Tony Soprano, played by the late James Gandolfini, may have been the one who squeezed the life out of his “nephew” with two fingers, but it was on the orders of Alan Taylor, the director of the episode, “Kennedy and Heidi.” In the mob, the legendary Umberto “Albert” Anastasia, who co-founded Murder, Inc., was known as the Lord High Executioner. Taylor has no such designation, but he has been the resident assassin on HBO. When The Sopranos’ last underboss, Bobby “Bacala” Baccalieri (Steve Schirripa), got shot while waiting for the model “Blue Comet” train to make the last trip from New York to Atlantic City, Taylor is the one who derailed him.
Taylor guided the tortured and disfigured Pearl through her suicide during “Nights in Ballygran,” the pilot episode of Boardwalk Empire. Taylor was also dealing from the bottom of the deck when Jack McCall (Garret Dillahunt) shot Wild Bill Hickok (Keith Carradine) in the back of the head when he was playing cards in Nuttal & Mann’s Saloon in Deadwood. Wild Bill folded while holding aces and eights, the “Dead Man’s Hand.”

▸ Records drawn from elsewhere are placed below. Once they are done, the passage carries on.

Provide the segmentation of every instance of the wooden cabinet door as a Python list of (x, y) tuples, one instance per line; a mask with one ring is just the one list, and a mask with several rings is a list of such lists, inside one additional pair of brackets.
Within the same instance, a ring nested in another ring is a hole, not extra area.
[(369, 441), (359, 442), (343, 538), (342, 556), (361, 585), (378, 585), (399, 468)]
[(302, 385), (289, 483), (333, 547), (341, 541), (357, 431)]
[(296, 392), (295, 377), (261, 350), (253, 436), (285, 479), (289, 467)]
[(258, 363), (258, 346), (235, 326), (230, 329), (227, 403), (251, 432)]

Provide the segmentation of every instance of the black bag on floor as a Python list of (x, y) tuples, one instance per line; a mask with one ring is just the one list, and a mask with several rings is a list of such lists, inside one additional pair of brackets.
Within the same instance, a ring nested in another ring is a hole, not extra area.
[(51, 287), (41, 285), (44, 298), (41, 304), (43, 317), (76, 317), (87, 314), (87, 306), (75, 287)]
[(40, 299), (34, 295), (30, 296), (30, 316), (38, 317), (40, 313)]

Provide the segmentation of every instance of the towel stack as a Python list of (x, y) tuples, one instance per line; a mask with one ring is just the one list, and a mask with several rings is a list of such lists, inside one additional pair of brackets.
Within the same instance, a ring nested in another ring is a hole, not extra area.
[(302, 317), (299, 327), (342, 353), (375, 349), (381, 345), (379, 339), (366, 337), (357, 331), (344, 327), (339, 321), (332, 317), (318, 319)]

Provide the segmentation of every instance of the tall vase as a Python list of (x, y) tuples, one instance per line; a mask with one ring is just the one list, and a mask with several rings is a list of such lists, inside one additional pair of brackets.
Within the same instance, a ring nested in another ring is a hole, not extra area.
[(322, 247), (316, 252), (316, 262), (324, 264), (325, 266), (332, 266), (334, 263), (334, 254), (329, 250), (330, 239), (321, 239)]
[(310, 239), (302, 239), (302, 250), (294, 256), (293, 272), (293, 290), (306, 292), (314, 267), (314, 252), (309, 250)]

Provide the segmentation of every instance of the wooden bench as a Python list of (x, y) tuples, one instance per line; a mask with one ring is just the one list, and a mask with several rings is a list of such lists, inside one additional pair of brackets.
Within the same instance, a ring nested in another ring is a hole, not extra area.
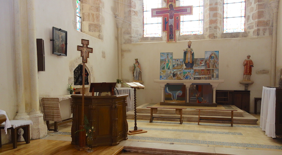
[[(233, 126), (233, 113), (234, 111), (237, 110), (216, 110), (216, 109), (196, 109), (196, 110), (199, 110), (199, 117), (198, 119), (198, 125), (199, 125), (200, 121), (202, 120), (208, 121), (227, 121), (231, 123), (231, 127)], [(201, 117), (201, 110), (210, 110), (217, 111), (231, 111), (231, 118), (219, 117)]]
[[(183, 123), (183, 118), (182, 117), (182, 110), (186, 109), (186, 108), (178, 108), (178, 107), (156, 107), (153, 106), (148, 106), (147, 107), (148, 108), (151, 108), (151, 118), (150, 119), (150, 122), (151, 123), (153, 121), (153, 119), (154, 118), (171, 118), (174, 119), (179, 119), (180, 121), (180, 124), (182, 124)], [(153, 113), (156, 113), (158, 112), (158, 109), (175, 109), (175, 113), (177, 115), (180, 115), (180, 117), (179, 118), (174, 118), (172, 117), (157, 117), (153, 116)]]

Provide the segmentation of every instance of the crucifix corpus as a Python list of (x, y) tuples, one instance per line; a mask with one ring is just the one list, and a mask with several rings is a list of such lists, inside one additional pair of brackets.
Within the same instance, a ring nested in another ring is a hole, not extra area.
[[(81, 106), (81, 120), (79, 125), (79, 130), (84, 129), (83, 124), (84, 116), (84, 85), (85, 85), (85, 63), (87, 63), (87, 58), (89, 58), (89, 53), (93, 52), (93, 49), (88, 47), (89, 45), (89, 40), (84, 39), (81, 39), (81, 44), (83, 46), (77, 45), (77, 50), (81, 51), (81, 56), (82, 57), (82, 76), (81, 80), (82, 80), (82, 98)], [(79, 145), (76, 147), (76, 149), (81, 151), (88, 149), (89, 147), (86, 147), (86, 131), (79, 132)]]
[(193, 6), (175, 7), (176, 0), (164, 0), (167, 7), (152, 9), (152, 17), (162, 17), (163, 31), (167, 32), (167, 43), (176, 42), (175, 32), (180, 30), (180, 15), (193, 14)]

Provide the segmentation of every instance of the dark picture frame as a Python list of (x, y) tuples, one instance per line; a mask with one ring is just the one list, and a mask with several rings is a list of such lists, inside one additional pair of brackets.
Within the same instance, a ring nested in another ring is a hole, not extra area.
[(58, 55), (67, 56), (67, 32), (60, 28), (53, 27), (53, 54)]

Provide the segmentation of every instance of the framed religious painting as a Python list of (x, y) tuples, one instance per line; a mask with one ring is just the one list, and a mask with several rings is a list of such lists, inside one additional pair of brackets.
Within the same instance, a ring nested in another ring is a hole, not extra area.
[(58, 55), (67, 56), (67, 32), (60, 28), (53, 27), (53, 54)]

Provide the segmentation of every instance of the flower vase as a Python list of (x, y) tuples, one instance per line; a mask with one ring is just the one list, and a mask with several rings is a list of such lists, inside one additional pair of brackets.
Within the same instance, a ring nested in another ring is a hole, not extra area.
[(93, 152), (93, 150), (91, 149), (91, 147), (92, 146), (92, 144), (93, 143), (93, 137), (88, 137), (86, 138), (86, 142), (87, 145), (89, 147), (89, 149), (86, 150), (87, 152)]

He also lopped off the head of the popular and seemingly indestructible Ned Stark (Sean Bean) on Game of Thrones.
“As an episodic director, you never quite know what you’re going to get when you go in,” Taylor tells Den of Geek. “When you see you’re killing a major character, it is like you won the lottery. When I got to do Ned Stark, that was great.”
While speaking about his latest film, The Many Saints of Newark, death is a recurring subject, and one which never comes expectedly. The director knows the secret of an epic death scene often lies in underplay.
“Maybe I’m just perverse in my head, but one of the guiding things for doing something like the Ned Stark death was to deliberately shoot it in a kind of mundane way,” Taylor says. “I wanted the angle that, where his head gets chopped off, to be a coverage angle that we’ve already been using. No special, heightened dramatic angles for the big event.”
The commonplace vantage point of the ground also played specifically to an audience unaccustomed to the shock value of entertainment rule-breaking.
“I think a lot of people watched that scene, not ready to believe that he was going to die because they knew he was the main character,” Taylor says. “Of course, anybody who read the novels knew what was coming at some point, but a lot of people thought, ‘Okay, got it, a big TV show, here is the main character.’ So, I was trying not to telegraph the inevitable or to overdramatize it. In that one, I was actually shooting his coverage almost like it was a conversation.”
But some epic deaths call for a larger cinematic scope. When capturing the end of a dictatorship in one of the most heavily documented periods in history for the HBO series Rome, Taylor, a former history professor, used every frame of reference at his disposal.
“When I killed Caesar [Ciarán Hinds], I just tried to do it with historical accuracy,” Taylor says. “We did all this research about who stabbed him when and where, and tried to match the reality of that gruesome killing. There are few ways they’re worse to go than being stabbed to death by a bunch of people you know. And trying to capture that feeling and just be true to it, I probably got stylized with that a bit more, remembering the select top shots and slow-motion, and things, but every death is different.”
There are deaths galore in The Many Saints of Newark. People die in fires, crossfires, and in the undertow during a sunny day at the beach. Taylor made his bones a long time ago, he got his button and he still delivers.The Many Saints of Newark premieres in theaters and on HBO Max Friday, Oct. 1.